2021年7月6日火曜日

半夏生

   他の記事の都合でアップするのが遅れたが、72日は夏至から数えて11日目で、七十二候の「半夏生(はんげしょう)」であった。この日までに田植えを済ませた上での休息の日とされている。消極的な意味での「休息の日」というよりも、「この日に田畑に入ると田畑が枯れる」的な禁忌(タブー)のある強力な「休息」の日とされている。非常に近い風習に「さなぶり」というのもある。

 わが実父母はどちらかというと商家の出であったから私はこの種の行事とは無縁であったが、妻の方は育った環境がどちらかというと農村に近く、義母などは文字どおり大和の農家(地主)の娘であったので、私が民俗行事の興味から度々尋ねたが「半夏生」も「さなぶり」も「知らない」ということだった。ものの本には「大和に定着している習慣」と書かれているが、定説というものはえてしてこういうものであろう。

 なお、近畿などでは「半夏生」には蛸を食べる習慣があるともいう。「蛸の本足のように稲の根が旺盛に張ってほしいから」と書かれているが、その説は後付けかもしれない。だいたい「麦わら蛸」という言葉があるくらいこの時期は蛸の旬である。

 そんなことで、先人の知恵をリスペクトするわが家では、家庭菜園の野菜の根が張るようにとこじつけながら「半夏生」に蛸をいただいた。モロッコ産の蛸もよいが北海道産の蛸にした。何も書かれていないが「水だこ」のようで、まるで生のような感触がある。イクジイで来ていた凜ちゃんもパクパクと蛸を食べた。
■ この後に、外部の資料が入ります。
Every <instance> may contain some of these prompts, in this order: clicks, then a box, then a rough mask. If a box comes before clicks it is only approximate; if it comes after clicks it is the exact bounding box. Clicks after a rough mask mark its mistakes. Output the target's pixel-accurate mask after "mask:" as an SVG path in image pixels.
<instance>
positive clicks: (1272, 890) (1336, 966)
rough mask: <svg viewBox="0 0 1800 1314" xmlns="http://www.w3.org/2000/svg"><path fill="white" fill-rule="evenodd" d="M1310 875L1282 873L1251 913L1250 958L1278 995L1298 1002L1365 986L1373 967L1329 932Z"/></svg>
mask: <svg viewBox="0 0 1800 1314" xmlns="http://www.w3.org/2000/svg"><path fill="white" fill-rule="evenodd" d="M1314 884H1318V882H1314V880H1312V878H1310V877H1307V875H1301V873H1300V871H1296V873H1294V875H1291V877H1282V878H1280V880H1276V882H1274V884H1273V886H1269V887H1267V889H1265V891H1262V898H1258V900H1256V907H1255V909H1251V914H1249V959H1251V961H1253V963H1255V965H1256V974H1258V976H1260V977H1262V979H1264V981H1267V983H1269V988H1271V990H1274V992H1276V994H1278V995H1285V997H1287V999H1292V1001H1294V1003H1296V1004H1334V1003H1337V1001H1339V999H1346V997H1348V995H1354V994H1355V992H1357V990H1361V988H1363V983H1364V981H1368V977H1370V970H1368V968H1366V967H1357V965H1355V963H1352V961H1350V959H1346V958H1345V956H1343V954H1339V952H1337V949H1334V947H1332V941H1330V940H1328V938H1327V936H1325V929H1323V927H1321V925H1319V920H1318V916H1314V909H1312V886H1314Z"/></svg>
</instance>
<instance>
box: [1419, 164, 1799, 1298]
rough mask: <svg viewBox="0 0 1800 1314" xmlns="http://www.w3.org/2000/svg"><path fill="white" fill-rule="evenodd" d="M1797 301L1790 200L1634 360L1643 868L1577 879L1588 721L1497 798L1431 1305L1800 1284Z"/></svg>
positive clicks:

 昔は、夏の胡瓜料理といえば「うざく」が定番であったが、鰻が高騰してからは「胡瓜もみ」にするのは惜しくなった。味でいうとアナゴのザクザクも全く遜色はない。さらには美味しそうな「鱧の皮」もイチオシだ。よい「鱧の皮」の「胡瓜もみ」は上品である。そして、時々は蛸がそれに代わる。「たこきゅう」は夏の食卓の立派なバイプレーヤーとなっている。胡瓜をザクザク食べると夏の毒素が体から抜けていく感じがする。